O programa compara a quebra do sigilo da filha de Serra à quebra do sigilo do caseiro Francenildo Costa.

Vídeo

O locutor leu trecho da coluna de Dora Kramer publicada hoje (2) no jornal "O Estado de S. Paulo", na qual a jornalista diz: "A história está ficando parecida com a quebra do sigilo do caseiro Francenildo, quando para encobrir um malfeito se cometeu outro e depois se tentou incriminar a vítima".

Outro trecho lido da coluna afirma que "quanto mais o governo tenta esconder, mais claro fica o motivo da quebra do sigilo".

O programa termina com a declaração de um homem sem identificação: "É um absurdo que isso esteja acontecendo num país que se diz democrático".

Nos demais trechos, Serra mostrou programas de habitação popular do governo do Estado e da Prefeitura de São Paulo. A propaganda tucana afirmou que 90% das casas populares construídas pela administração do PSDB foram para famílias que ganham até três salários mínimos, faixa da população onde o Minha Casa, Minha Vida, bandeira de Dilma, tem seu pior desempenho.

O programa da candidata do PT, Dilma Rousseff, dedicou atenção especial às mulheres, "predestinadas a vencer", segundo o jingle de abertura.

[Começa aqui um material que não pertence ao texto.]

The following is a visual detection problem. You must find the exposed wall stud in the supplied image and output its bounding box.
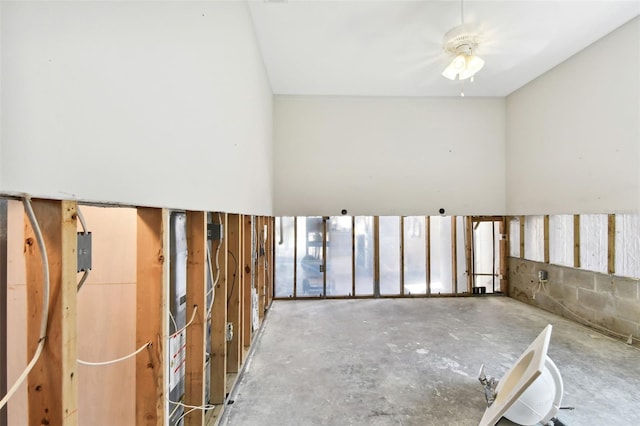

A propaganda ressaltou os postos de destaque ocupados ao longo da trajetória política da petista, como a primeira mulher a chefiar o Ministério da Casa Civil e a participar do conselho de administração da Petrobras, entre outros.

O programa também comemorou os números da economia no primeiro trimestre --9% de crescimento em relação a igual período do ano passado-- ,o segundo maior do mundo entre as principais economias, segundo a locução, que afirmou ainda que o Brasil foi o último país a entrar na crise e o primeiro a sair dela.

Disse ainda que o país saldou a dívida com o FMI (Fundo Monetário Internacional) e que agora é o fundo quem pede dinheiro ao Brasil.

O programa de Dilma também elencou conquistas atribuídas ao governo Lula, como os reajustes do salário mínimo acima da inflação, o Bolsa Família, a geração de 14 milhões de empregos e o PAC.